Have you ever tried learning about floating point numbers, and given up after coming across terms like “mantissa”, “exponent”, “FPU”, “IEEE 754” — or worse, seen the dreaded “floating point number equation”?
Let’s throw all these terms away. Let’s talk about floating point numbers in a simple way that doesn’t assume knowledge of binary, bytes, or bases.
In this article we’ll first cover a related concept, “fixed point numbers”, and then use that as a jump-off point for floating point numbers. In both cases, we’ll use the analogy of a metre-stick, and how the markings on it let us view centimetres, millimetres and more.
In this article, I’m going to deliberately ignore a lot of the mathematics and simplify certain concepts, so please don’t be upset if you read this and it’s not exactly technically accurate. The idea is to get across the core concept of floating point numbers.
- Fixed point numbers give us fixed, predictable precision
- Fixed point numbers are like metre sticks!
- Floating point numbers give us dynamic precision
- Floating point numbers can store either very large numbers imprecisely, or very small numbers precisely
A metre stick (or meterstick) is a measuring stick that is exactly 1 metre long. It will typically have thick marks on it every 10cm, slightly thinner marks every 1cm, and thinner marks yet every 1mm.
- 1m is 10 times bigger than 10cm
- 10cm is 10 times bigger than 1cm
- 1cm is 10 times bigger than 1mm
This is worth calling out. This metre stick has a precision of 1mm, and the markings are set in base 10.
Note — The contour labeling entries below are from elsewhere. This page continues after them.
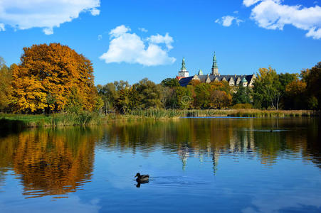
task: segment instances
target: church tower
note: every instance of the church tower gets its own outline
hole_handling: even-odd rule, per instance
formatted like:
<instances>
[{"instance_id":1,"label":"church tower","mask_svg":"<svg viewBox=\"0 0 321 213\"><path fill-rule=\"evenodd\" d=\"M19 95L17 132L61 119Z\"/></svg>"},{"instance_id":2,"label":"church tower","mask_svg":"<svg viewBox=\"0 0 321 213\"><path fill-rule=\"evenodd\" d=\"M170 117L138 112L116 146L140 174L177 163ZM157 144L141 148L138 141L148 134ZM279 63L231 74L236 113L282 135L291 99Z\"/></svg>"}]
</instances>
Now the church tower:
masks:
<instances>
[{"instance_id":1,"label":"church tower","mask_svg":"<svg viewBox=\"0 0 321 213\"><path fill-rule=\"evenodd\" d=\"M186 67L185 67L185 58L183 58L183 60L181 61L181 70L179 71L179 77L186 77L189 76L189 71L187 71Z\"/></svg>"},{"instance_id":2,"label":"church tower","mask_svg":"<svg viewBox=\"0 0 321 213\"><path fill-rule=\"evenodd\" d=\"M215 52L214 56L213 57L212 75L219 75L219 67L217 66L216 55L215 55Z\"/></svg>"}]
</instances>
Let’s define two terms here. Accuracy is how close a result is to the “real value” of it. Precision is how specific your result is. As a silly example, say we were to measure the length of a car that was actually 254 centimetres long, but in kilometres.
Saying it’s 132.327521 kilometres would be very precise, but also very inaccurate. Saying it was 0 kilometres would be very imprecise, but would actually be far more accurate than the first value.
A precise AND accurate answer would be 0.00254 kilometres.
We will also use the term smallest representable value to refer to precision.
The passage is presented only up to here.